Sound frightening? Well, that's what's going on out there.
Despite months of lobbying corporations, individuals, and the
net at large about the perl.exe?FMH.pl problem, it continues to
get worse. In the spirit of the Satan network checker, here's
something that will find out whether you have the problem. It's
called Latro, a program anyone can use to run any program they
feel like on any system so unfortunate as to have ignored those
warnings. If I hadn't written it, someone else would have. You
may argue that I've just given a lockpicking kit to the unwashed
masses. Perhaps this is so, but far better that everyone should
have the same resources at their disposal than that merely the
thieves should have them. This way at least the locks might get
fixed.
Already several people have posted to USENET about how one can
use Alta Vista to find these sites. It's only a matter of time
before these sites get, um, visited. Hopefully someone will construct
a list of these and notify them. This is, of course, just a fraction
of the vulnerable sites. Let's clean it up out there, guys. Nefarious
users could even ship over their own PC binaries and run them
on your system, which means that if you aren't careful, they might
do something useful like forcibly upgrade you to Linux. Of course,
then the perl.exe?FMH.pl travesty magically goes away, along with
a whole lot of other problems. :-)
NOTE |
This problem probably affects only amateur and/or commercial machines running those cursèd spawn of CP/M that Microsoft (and no one else) calls operating systems. Professional software development systems like Unix and Plan9 should be largely
unaffected. Paradoxically enough, Apple systems running their native systems should also be ok because the setup is so different. But please never underestimate the power of human stupidity when it comes to using technology they don't understand. There are
also loads of sites out there with other interpreters than Perl in their cgi-bins, including shells, tcl, python, etc. This has got to stop.
|
CERT has been notified of the issue, and has released a report
about the problem.
latrodectus cyberneticus-probe web for insecure Perl installations
Synopsis
Via command line arguments:
latro host1 //host2/bincgi //host3/bincgi/badperl
or via STDIN:
sed 's/ .*//' access_log | sort -u | latro
Latro is designed to probe whether the site or sites you control
have been compromised by the insanely idiotic practice of placing
a perl executable in the cgi-bin. If you have ever seen anyone
post a URL like:
http://dummy.org/cgi-bin/perl.exe?FMH.pl
then you know they have the problem. This is pathetically pervasive
amongst (horrifically mismanaged) sub-Unix web sites.
Robert Heinlein once wrote:
Stupidity cannot be cured with money, or through education, or
by legislation. Stupidity is not a sin, the victim can't help
being stupid. But stupidity is the only universal capital crime;
the sentence is death, there is no appeal, and execution is carried
out automatically and without pity.
Consider this program such execution, or at least the threat thereof.
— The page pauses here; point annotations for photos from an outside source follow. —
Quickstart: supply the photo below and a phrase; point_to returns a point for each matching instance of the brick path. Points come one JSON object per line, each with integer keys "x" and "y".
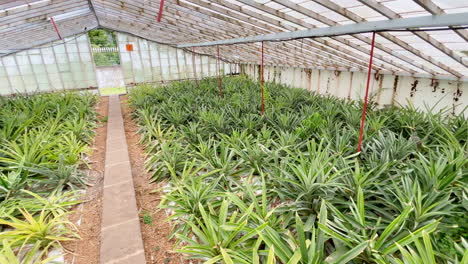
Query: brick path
{"x": 121, "y": 240}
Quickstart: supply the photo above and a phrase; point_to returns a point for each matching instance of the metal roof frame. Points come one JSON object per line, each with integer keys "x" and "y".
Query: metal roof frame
{"x": 24, "y": 24}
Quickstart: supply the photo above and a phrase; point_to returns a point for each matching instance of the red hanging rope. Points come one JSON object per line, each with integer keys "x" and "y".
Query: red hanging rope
{"x": 56, "y": 28}
{"x": 263, "y": 83}
{"x": 364, "y": 109}
{"x": 161, "y": 7}
{"x": 194, "y": 66}
{"x": 218, "y": 66}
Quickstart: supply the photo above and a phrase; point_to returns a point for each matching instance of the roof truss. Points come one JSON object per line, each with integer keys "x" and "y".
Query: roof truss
{"x": 194, "y": 21}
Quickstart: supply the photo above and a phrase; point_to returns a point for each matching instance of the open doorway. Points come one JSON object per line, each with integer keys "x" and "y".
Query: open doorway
{"x": 106, "y": 57}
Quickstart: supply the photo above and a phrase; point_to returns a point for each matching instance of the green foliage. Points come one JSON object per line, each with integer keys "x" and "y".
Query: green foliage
{"x": 42, "y": 141}
{"x": 102, "y": 38}
{"x": 289, "y": 188}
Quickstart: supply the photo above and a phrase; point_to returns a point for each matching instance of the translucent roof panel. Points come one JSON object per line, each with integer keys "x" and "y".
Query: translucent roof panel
{"x": 27, "y": 23}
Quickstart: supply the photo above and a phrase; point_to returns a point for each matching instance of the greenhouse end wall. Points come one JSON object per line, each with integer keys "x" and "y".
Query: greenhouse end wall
{"x": 153, "y": 62}
{"x": 69, "y": 65}
{"x": 385, "y": 89}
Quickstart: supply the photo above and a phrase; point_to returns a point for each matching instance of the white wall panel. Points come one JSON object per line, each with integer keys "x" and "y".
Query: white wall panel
{"x": 385, "y": 89}
{"x": 60, "y": 65}
{"x": 153, "y": 62}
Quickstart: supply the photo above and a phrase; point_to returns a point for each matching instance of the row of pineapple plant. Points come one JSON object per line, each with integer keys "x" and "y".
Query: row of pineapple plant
{"x": 44, "y": 140}
{"x": 289, "y": 187}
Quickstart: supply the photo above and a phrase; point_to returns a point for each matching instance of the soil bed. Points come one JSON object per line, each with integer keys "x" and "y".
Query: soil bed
{"x": 158, "y": 249}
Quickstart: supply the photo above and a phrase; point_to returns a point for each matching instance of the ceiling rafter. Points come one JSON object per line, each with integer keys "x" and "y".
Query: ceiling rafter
{"x": 25, "y": 25}
{"x": 387, "y": 12}
{"x": 435, "y": 10}
{"x": 131, "y": 8}
{"x": 350, "y": 15}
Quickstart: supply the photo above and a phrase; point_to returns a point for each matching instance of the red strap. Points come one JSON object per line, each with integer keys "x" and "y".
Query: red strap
{"x": 263, "y": 83}
{"x": 218, "y": 66}
{"x": 161, "y": 7}
{"x": 55, "y": 26}
{"x": 194, "y": 66}
{"x": 364, "y": 109}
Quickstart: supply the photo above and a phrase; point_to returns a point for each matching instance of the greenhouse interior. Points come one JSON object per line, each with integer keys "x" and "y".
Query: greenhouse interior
{"x": 234, "y": 131}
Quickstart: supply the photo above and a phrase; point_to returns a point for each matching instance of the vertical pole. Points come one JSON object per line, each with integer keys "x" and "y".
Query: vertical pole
{"x": 263, "y": 82}
{"x": 56, "y": 28}
{"x": 220, "y": 84}
{"x": 161, "y": 7}
{"x": 194, "y": 66}
{"x": 364, "y": 109}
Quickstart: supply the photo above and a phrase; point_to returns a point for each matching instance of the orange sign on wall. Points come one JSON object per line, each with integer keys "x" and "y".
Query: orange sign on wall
{"x": 129, "y": 47}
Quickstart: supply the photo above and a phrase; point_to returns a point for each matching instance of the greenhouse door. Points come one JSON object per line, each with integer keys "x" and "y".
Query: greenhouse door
{"x": 109, "y": 77}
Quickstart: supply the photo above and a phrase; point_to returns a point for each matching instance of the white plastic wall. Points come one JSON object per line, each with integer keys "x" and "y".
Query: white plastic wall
{"x": 385, "y": 89}
{"x": 153, "y": 62}
{"x": 61, "y": 65}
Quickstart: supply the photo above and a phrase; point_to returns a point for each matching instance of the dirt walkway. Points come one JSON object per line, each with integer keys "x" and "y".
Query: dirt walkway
{"x": 155, "y": 231}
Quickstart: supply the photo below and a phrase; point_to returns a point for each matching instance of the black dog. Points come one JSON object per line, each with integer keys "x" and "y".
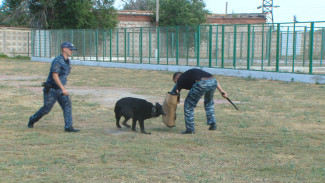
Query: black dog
{"x": 137, "y": 109}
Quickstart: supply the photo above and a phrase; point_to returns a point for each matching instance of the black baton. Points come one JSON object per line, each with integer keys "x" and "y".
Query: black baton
{"x": 232, "y": 103}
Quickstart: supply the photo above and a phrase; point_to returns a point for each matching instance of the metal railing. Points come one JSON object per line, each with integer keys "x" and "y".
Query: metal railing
{"x": 283, "y": 47}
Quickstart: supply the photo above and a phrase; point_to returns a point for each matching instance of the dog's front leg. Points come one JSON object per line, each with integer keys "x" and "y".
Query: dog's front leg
{"x": 142, "y": 127}
{"x": 134, "y": 122}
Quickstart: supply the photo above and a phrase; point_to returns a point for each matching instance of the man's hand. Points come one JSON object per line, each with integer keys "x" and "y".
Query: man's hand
{"x": 58, "y": 82}
{"x": 65, "y": 92}
{"x": 224, "y": 94}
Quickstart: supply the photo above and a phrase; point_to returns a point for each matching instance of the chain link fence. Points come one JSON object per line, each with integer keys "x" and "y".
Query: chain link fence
{"x": 284, "y": 47}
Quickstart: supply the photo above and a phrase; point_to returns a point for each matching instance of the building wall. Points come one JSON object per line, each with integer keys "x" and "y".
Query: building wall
{"x": 15, "y": 41}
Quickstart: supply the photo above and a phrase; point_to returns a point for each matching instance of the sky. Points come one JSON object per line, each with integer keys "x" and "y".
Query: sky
{"x": 305, "y": 11}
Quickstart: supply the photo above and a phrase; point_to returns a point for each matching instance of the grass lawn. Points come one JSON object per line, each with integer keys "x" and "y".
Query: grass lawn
{"x": 278, "y": 135}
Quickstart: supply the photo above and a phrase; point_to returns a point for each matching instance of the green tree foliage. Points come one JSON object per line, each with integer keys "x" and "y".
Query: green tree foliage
{"x": 14, "y": 13}
{"x": 182, "y": 12}
{"x": 142, "y": 5}
{"x": 172, "y": 12}
{"x": 67, "y": 14}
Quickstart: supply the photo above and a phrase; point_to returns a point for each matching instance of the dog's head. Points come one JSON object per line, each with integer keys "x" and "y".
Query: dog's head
{"x": 157, "y": 110}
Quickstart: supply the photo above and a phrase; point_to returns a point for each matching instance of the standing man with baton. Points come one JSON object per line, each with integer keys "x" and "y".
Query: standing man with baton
{"x": 54, "y": 89}
{"x": 199, "y": 83}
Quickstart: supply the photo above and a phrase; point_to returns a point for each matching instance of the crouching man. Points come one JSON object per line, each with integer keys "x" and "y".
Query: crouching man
{"x": 199, "y": 83}
{"x": 54, "y": 89}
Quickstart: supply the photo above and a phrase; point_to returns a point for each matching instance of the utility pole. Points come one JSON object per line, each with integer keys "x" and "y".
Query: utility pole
{"x": 157, "y": 13}
{"x": 226, "y": 7}
{"x": 267, "y": 8}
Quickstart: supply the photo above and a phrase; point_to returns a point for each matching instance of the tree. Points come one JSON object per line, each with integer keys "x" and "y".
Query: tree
{"x": 14, "y": 13}
{"x": 172, "y": 12}
{"x": 182, "y": 12}
{"x": 142, "y": 5}
{"x": 63, "y": 14}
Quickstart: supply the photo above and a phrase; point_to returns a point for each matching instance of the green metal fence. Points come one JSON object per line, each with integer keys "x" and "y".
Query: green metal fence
{"x": 286, "y": 47}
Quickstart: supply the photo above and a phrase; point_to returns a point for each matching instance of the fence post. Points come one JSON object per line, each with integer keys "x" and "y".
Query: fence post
{"x": 234, "y": 49}
{"x": 158, "y": 44}
{"x": 304, "y": 51}
{"x": 177, "y": 45}
{"x": 223, "y": 46}
{"x": 287, "y": 44}
{"x": 311, "y": 43}
{"x": 294, "y": 47}
{"x": 253, "y": 45}
{"x": 248, "y": 44}
{"x": 322, "y": 47}
{"x": 110, "y": 45}
{"x": 117, "y": 40}
{"x": 217, "y": 36}
{"x": 149, "y": 45}
{"x": 167, "y": 44}
{"x": 270, "y": 44}
{"x": 141, "y": 31}
{"x": 187, "y": 45}
{"x": 262, "y": 55}
{"x": 198, "y": 46}
{"x": 210, "y": 44}
{"x": 277, "y": 59}
{"x": 40, "y": 44}
{"x": 104, "y": 45}
{"x": 125, "y": 45}
{"x": 96, "y": 46}
{"x": 32, "y": 43}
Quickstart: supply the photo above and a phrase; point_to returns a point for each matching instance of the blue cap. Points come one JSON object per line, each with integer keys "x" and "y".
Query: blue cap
{"x": 68, "y": 45}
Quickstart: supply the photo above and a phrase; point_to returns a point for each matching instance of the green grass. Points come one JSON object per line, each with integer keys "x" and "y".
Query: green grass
{"x": 276, "y": 136}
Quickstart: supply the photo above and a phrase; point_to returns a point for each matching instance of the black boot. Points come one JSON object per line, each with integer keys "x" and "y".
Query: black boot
{"x": 188, "y": 132}
{"x": 71, "y": 129}
{"x": 213, "y": 126}
{"x": 30, "y": 123}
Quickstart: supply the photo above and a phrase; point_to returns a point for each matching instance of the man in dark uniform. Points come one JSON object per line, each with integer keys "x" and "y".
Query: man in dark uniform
{"x": 199, "y": 83}
{"x": 54, "y": 89}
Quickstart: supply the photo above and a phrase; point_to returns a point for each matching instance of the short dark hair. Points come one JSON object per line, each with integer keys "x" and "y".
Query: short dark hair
{"x": 176, "y": 73}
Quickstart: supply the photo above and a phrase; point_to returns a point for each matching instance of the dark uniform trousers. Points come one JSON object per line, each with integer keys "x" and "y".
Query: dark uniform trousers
{"x": 49, "y": 100}
{"x": 200, "y": 88}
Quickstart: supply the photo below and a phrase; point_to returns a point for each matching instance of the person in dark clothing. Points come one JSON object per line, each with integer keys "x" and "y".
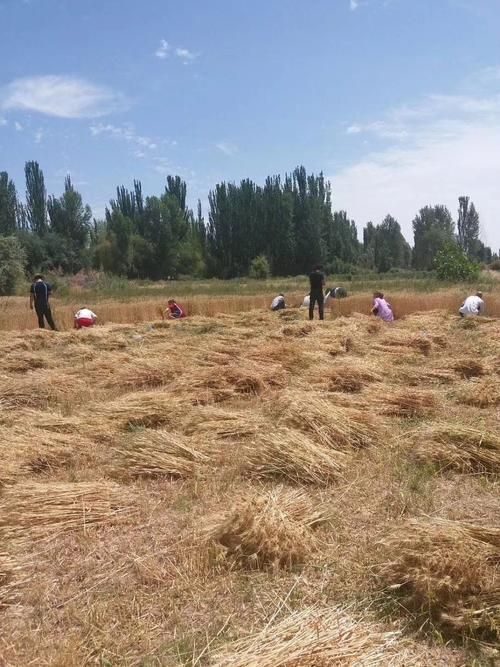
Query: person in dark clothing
{"x": 317, "y": 284}
{"x": 39, "y": 300}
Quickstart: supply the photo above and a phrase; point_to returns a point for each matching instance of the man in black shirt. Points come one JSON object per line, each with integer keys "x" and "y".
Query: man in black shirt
{"x": 317, "y": 283}
{"x": 39, "y": 299}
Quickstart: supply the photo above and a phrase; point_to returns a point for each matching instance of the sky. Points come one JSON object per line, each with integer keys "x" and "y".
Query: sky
{"x": 396, "y": 101}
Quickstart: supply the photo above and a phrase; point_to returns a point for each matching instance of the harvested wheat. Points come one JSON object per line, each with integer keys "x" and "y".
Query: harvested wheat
{"x": 151, "y": 453}
{"x": 444, "y": 571}
{"x": 314, "y": 637}
{"x": 404, "y": 403}
{"x": 332, "y": 425}
{"x": 458, "y": 447}
{"x": 289, "y": 454}
{"x": 484, "y": 393}
{"x": 31, "y": 509}
{"x": 269, "y": 529}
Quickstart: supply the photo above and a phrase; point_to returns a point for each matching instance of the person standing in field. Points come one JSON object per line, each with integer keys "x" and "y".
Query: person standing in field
{"x": 174, "y": 311}
{"x": 278, "y": 302}
{"x": 39, "y": 300}
{"x": 381, "y": 308}
{"x": 85, "y": 318}
{"x": 472, "y": 306}
{"x": 317, "y": 285}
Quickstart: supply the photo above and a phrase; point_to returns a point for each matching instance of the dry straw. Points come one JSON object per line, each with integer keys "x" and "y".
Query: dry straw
{"x": 156, "y": 453}
{"x": 458, "y": 447}
{"x": 289, "y": 454}
{"x": 447, "y": 572}
{"x": 334, "y": 426}
{"x": 314, "y": 637}
{"x": 269, "y": 529}
{"x": 43, "y": 509}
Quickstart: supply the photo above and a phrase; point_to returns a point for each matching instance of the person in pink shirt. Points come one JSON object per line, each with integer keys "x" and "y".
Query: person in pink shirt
{"x": 381, "y": 308}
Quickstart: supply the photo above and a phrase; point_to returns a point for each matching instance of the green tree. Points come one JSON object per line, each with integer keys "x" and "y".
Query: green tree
{"x": 70, "y": 220}
{"x": 36, "y": 198}
{"x": 433, "y": 228}
{"x": 259, "y": 268}
{"x": 467, "y": 226}
{"x": 8, "y": 205}
{"x": 452, "y": 264}
{"x": 11, "y": 264}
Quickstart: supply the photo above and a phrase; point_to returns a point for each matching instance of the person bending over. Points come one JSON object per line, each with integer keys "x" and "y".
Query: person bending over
{"x": 381, "y": 308}
{"x": 85, "y": 318}
{"x": 174, "y": 311}
{"x": 472, "y": 306}
{"x": 278, "y": 302}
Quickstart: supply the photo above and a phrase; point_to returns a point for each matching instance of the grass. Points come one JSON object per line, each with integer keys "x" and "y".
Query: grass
{"x": 253, "y": 489}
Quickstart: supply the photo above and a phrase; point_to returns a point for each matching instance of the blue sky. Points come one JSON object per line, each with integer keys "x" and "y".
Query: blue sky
{"x": 396, "y": 101}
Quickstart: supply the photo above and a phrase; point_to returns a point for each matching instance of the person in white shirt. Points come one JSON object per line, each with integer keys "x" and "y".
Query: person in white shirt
{"x": 278, "y": 302}
{"x": 473, "y": 305}
{"x": 85, "y": 318}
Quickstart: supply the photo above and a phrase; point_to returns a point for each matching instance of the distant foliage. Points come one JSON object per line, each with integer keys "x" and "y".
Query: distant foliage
{"x": 11, "y": 265}
{"x": 452, "y": 264}
{"x": 259, "y": 268}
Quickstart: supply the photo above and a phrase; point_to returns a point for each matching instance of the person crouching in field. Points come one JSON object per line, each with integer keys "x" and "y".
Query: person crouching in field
{"x": 381, "y": 308}
{"x": 472, "y": 306}
{"x": 174, "y": 311}
{"x": 85, "y": 318}
{"x": 278, "y": 302}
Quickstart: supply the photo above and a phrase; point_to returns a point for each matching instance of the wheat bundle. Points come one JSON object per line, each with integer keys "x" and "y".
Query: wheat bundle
{"x": 314, "y": 637}
{"x": 297, "y": 331}
{"x": 350, "y": 378}
{"x": 269, "y": 529}
{"x": 463, "y": 448}
{"x": 484, "y": 393}
{"x": 43, "y": 509}
{"x": 445, "y": 570}
{"x": 404, "y": 403}
{"x": 143, "y": 408}
{"x": 332, "y": 425}
{"x": 153, "y": 453}
{"x": 289, "y": 454}
{"x": 227, "y": 382}
{"x": 468, "y": 368}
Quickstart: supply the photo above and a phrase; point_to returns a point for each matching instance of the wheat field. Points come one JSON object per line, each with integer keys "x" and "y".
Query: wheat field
{"x": 251, "y": 489}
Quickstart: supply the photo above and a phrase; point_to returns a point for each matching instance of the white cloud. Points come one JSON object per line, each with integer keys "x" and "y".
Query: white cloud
{"x": 60, "y": 96}
{"x": 433, "y": 152}
{"x": 186, "y": 55}
{"x": 125, "y": 133}
{"x": 227, "y": 149}
{"x": 163, "y": 50}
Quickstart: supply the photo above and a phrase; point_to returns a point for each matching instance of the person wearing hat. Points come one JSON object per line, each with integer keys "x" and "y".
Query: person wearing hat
{"x": 472, "y": 306}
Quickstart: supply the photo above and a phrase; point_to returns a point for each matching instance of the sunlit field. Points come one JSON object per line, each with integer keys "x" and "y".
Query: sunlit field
{"x": 251, "y": 489}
You can do very evil things with this program. Very evil things.
You can execute ANYTHING YOU WANT on their site, even sending
over your own binaries instead of just Perl code. Please don't
do anything (too) wicked. When you find such sites, please do
the responsible and professional thing and mail their cluefully
challenged webmaster about the problem. My goal with this program
is to shake up the web a little bit now lest a real poison spider
should someday rip it to shreds and blame Perl. It's not Perl's
fault. It's the idiocy of the PC web sites-and the vendors and
docs that tell them to do this ineffably idiotic and evil thing.